A redução das expectativas de novas altas de juros pelo Fed derruba os rendimentos dos títulos do Tesouro norte-americano e diminui a atratividade dos ativos dos Estados Unidos para o capital internacional. “Esse movimento enfraquece o dólar e favorece a valorização de outras moedas, entre elas o real”, afirma Leonel.
Dados da ferramenta FedWatch, do CME Group, mostram que, antes da divulgação do payroll, 55% dos investidores apostavam em uma alta de 0,25 ponto percentual na taxa de juros na reunião de setembro. Após os dados desta sexta-feira, a maior parte do mercado, também 55%, passou a prever a manutenção dos juros.
“Se a economia não está criando tantos postos de trabalho, diminui a necessidade de elevar ainda mais os juros, afastando os cenários mais agressivos que cogitavam duas ou até três novas altas por parte do Fed diante de uma economia superaquecida”, afirma William Castro Alves, estrategista-chefe da Avenue.
Para André Valério, economista sênior do Inter, os dados do mercado de trabalho reforçam que o foco do banco central americano continuará sendo a inflação.
“O foco da política monetária americana passa a ser a inflação. Warsh disse ontem que, caso veja uma aceleração inflacionária, estaria disposto a aumentar os juros na reunião de setembro. A divulgação do CPI (Índice de Preços ao Consumidor), na próxima quarta-feira, portanto, será o centro das atenções”, afirma.
No cenário doméstico, na quarta-feira (5), o Copom reduziu a taxa básica de juros em 0,25 ponto percentual, para 14% ao ano, no quarto corte consecutivo da Selic. A decisão já era amplamente esperada pelos economistas.
No comunicado divulgado após a decisão, o colegiado não antecipou os próximos passos da política monetária e voltou a afirmar que o tamanho total do ciclo de cortes será definido “à luz de novas informações”, diante dos riscos para a trajetória da inflação.
O Boletim Focus projeta a Selic encerrando 2026 em 13,75% ao ano, o que implica mais um corte de 0,25 ponto percentual em relação ao patamar atual.
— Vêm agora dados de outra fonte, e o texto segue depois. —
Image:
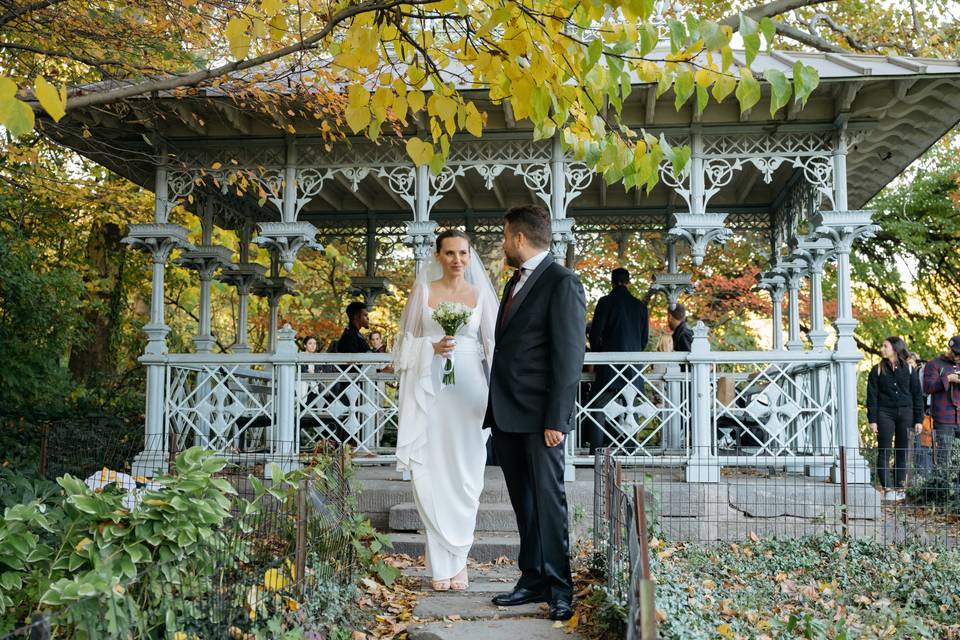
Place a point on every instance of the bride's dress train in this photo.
(440, 437)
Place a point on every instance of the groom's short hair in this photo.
(533, 222)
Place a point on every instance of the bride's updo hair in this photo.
(450, 233)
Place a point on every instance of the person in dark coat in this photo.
(534, 376)
(941, 380)
(620, 323)
(352, 341)
(894, 406)
(682, 334)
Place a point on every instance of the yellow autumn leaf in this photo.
(400, 108)
(416, 100)
(278, 26)
(358, 118)
(419, 151)
(274, 580)
(53, 102)
(238, 38)
(16, 115)
(474, 120)
(271, 7)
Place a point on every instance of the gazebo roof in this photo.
(901, 106)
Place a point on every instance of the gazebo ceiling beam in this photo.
(650, 105)
(397, 199)
(233, 116)
(498, 193)
(326, 197)
(846, 94)
(748, 182)
(508, 118)
(463, 193)
(361, 197)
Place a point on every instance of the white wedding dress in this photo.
(440, 438)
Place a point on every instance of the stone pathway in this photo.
(470, 615)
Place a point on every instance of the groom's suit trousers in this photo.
(534, 477)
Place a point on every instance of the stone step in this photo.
(490, 517)
(438, 606)
(524, 628)
(487, 546)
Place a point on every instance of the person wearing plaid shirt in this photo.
(941, 380)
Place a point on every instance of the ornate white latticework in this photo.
(227, 408)
(776, 410)
(641, 409)
(346, 403)
(403, 182)
(442, 183)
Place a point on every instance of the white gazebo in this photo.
(801, 177)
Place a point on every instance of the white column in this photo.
(286, 440)
(794, 274)
(702, 463)
(159, 240)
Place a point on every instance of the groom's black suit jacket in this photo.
(538, 356)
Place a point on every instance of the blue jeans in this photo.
(944, 435)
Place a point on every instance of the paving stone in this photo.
(490, 630)
(487, 547)
(488, 588)
(490, 517)
(471, 606)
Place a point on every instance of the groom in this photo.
(533, 386)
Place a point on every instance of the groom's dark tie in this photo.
(514, 280)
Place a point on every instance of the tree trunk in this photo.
(96, 353)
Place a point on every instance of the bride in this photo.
(440, 438)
Uma Selic ainda em nível elevado e juros estáveis nos Estados Unidos mantêm a atratividade da estratégia conhecida como carry trade, na qual investidores captam recursos em economias de juros baixos, como a americana, para aplicá-los em mercados com taxas mais elevadas, como o Brasil, lucrando com esse diferencial.
Ainda no Brasil, investidores repercutem a temporada de balanços, que pressiona o desempenho da Bolsa.
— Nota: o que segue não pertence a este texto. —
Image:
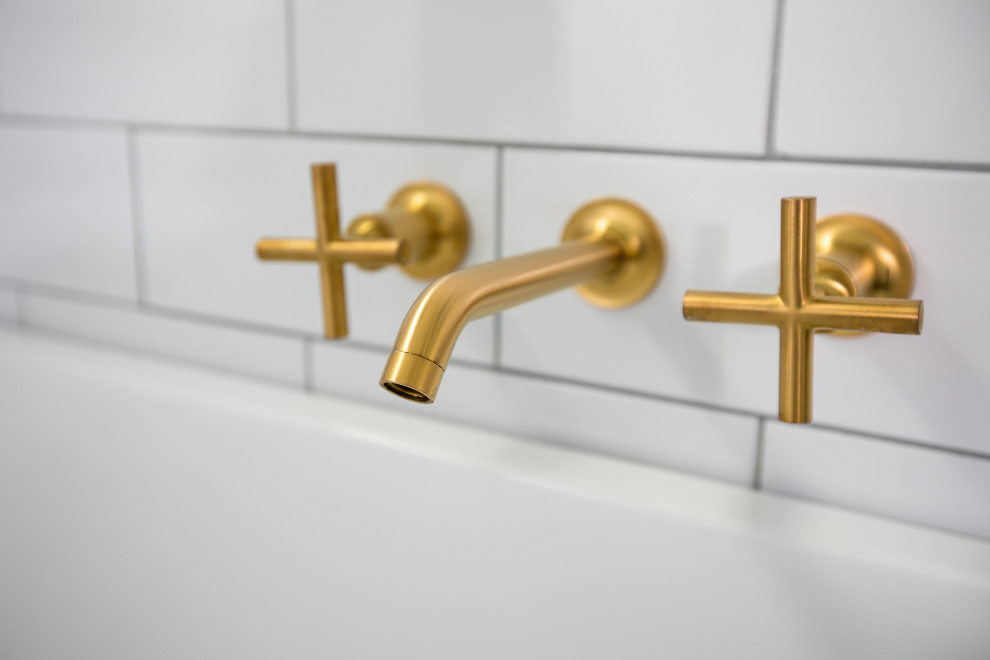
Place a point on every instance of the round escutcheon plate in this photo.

As ações da Lojas Renner desabam mais de 13% após a companhia piorar sua projeção de vendas para 2026. A empresa reduziu a expectativa de crescimento da receita líquida de uma faixa entre 9% e 13% para um intervalo de 4% a 8%.
Pesaram sobre a revisão a redução do fluxo de clientes nas lojas físicas durante a Copa do Mundo, em intensidade superior à observada historicamente, além dos efeitos de um cenário macroeconômico mais desafiador.
As ações do Magalu também operam em queda, recuando mais de 8%. A varejista registrou prejuízo líquido ajustado de R$ 50,4 milhões no segundo trimestre de 2026, revertendo o lucro de R$ 1,8 milhão apurado no mesmo período do ano passado.
Por outro lado, as ações do Fleury disparam mais de 14%, reagindo ao lucro líquido de R$ 221,9 milhões no segundo trimestre, alta de 45,7% em relação ao mesmo período de 2025.
Segundo analistas do BTG Pactual, a companhia apresentou um conjunto sólido de resultados, com forte crescimento orgânico, robusta geração de fluxo de caixa livre (FCF), margens saudáveis e expansão expressiva do lucro líquido.